Şeyh Muhammed Es‘ad Erbîlî Hazretleri’nin ahirete irtihalinin seneyi devriyesinde hatıralarda Erbilli Şeyh M. Es’ad Efendi...

Şeyh Muhammed Es‘ad Erbîlî -kuddise sirruhû-, 1847 yılında Erbil kasabasında doğdu. Baba ve anne tarafından seyyiddir. Es‘ad Efendi; ilk tahsilini Erbil ve Deyr’de tamamladıktan sonra, 23 yaşında Nakşî-Hâlidî şeyhi Tâha’l-Harîrî’ye intisâb etti. Beş yılda seyr u sülûkunu ikmal ederek hilâfet aldı. 1875’te İstanbul’a gelerek hizmet ve irşâda başladı. Bir süre Beşirağa Dergâhı’nda kaldı, Fatih Camii’nde dersler okuttu.

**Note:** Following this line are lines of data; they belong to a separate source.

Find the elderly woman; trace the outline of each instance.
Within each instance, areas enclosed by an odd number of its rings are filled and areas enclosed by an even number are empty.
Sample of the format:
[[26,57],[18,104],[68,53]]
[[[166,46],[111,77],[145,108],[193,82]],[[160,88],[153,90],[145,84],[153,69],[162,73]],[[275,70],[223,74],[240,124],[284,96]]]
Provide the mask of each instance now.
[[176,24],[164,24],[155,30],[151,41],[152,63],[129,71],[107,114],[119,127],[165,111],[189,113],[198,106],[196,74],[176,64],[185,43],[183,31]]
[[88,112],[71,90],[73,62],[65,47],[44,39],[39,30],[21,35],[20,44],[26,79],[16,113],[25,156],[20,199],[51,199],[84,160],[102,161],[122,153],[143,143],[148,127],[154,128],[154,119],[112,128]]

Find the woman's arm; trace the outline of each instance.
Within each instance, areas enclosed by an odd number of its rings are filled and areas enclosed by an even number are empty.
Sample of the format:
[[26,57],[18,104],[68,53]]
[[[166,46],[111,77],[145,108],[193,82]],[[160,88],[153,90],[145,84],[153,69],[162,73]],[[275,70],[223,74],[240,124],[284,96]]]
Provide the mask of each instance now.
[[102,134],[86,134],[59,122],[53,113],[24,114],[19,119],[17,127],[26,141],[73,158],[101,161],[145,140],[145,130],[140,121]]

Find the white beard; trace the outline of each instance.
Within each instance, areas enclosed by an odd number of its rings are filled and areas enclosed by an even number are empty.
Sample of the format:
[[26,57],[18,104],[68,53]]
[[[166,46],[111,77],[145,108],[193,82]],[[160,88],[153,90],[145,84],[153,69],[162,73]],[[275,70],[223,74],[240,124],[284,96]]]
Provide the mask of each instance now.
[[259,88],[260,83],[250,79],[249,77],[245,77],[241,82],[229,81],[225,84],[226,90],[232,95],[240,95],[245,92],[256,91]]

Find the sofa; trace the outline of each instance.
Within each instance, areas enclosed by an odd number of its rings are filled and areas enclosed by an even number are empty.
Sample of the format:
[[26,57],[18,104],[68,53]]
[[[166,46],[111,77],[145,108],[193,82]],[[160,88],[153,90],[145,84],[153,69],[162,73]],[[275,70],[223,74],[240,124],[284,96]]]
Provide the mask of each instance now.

1888 yılında Fındıkzade’deki Kelâmî Dergâhı şeyhliğine tayin olundu. Sultan II. Abdulhamid Han tarafından Meclis-i Meşâyıh âzâlığına, daha sonra bu meclisin reisliği yani Reîsü’l-Meşâyıh makamına getirilen Es‘ad Efendi; Kenzü’l İrfân, Dîvan, Mektûbat, Risâle-i Es‘âdiyye, Tevhid Risâlesi Tercümesi ve Fâtiha-i Şerîfe Tercümesi gibi çok kıymetli eserler kaleme aldı. Erenköy’deki evinde münzevî bir hayat sürerken, 1930’da Menemen Vak‘ası ile alâkası olduğu ileri sürülerek tutuklandı. Menemen’de askerî hastahânede tedavi gördüğü sırada 3 Mart’ı 4 Mart’a bağlayan gece yarısı vefat etti. Onun zehirletilerek öldürüldüğü şeklinde bir kanaat de vardır. Kabri, Menemen’dedir.

MELEKLER HAYRAN OLDULAR

Karaman Müftüsü Damburacızâde Hacı Mustafa Efendi şöyle anlatır:

“Dergâhın temizliğini bir gün de ben yapayım diye, gece erken kalkmıştım. Baktım ki dergâh temizlenmiş. Ertesi gün daha erken kalktım, yine temizlenmiş. Ertesi gün biraz daha erken kalktım ve yine dergâhı temizlenmiş gördüm. Hayretler içinde kaldım. «Artık bu gece yatmayayım da bu dergâhı kim temizliyor, göreyim.» diye oturdum. Bir ara oturduğum yerde dalmışım. Birden bire uyandım, kendime geldim. Sâmi Efendi, dergâhı süpürmüş tam çöpü atacakmış. Hemen kalkıp koştum;

“–Müsaade buyurun da çöpü ben atayım.” dedim.

Nezâketle;

“–Siz zahmet buyurmayım efendim, ben atarım.” dedi.

Ben de;

“–Hayır, siz müsaade buyurun.” dedim.

Bu sırada Es‘ad Efendi odasından çıkarak;

“–Durun, durun! Sizin şu hâlinize melekler hayran oldular, ben de yardım edeyim...” deyip teşrif ettiler ve beraberce çöpü döktük.

DOKTORUN İLACINI KULLANIP PERHİZİNE RİÂYET ETMEYEN HASTA

Es‘ad Efendi buyurdular:

“Yüce tarîkatların hangisi olursa olsun, esası ve binası şerîattır. Bir insan söz ve hareketlerini şer‘i şerîfe tatbik etmezse, tarîkatten feyz alamaz.

Bu kişi doktorun ilâcını kullanıp perhizine riâyet etmeyen bir hasta gibidir.”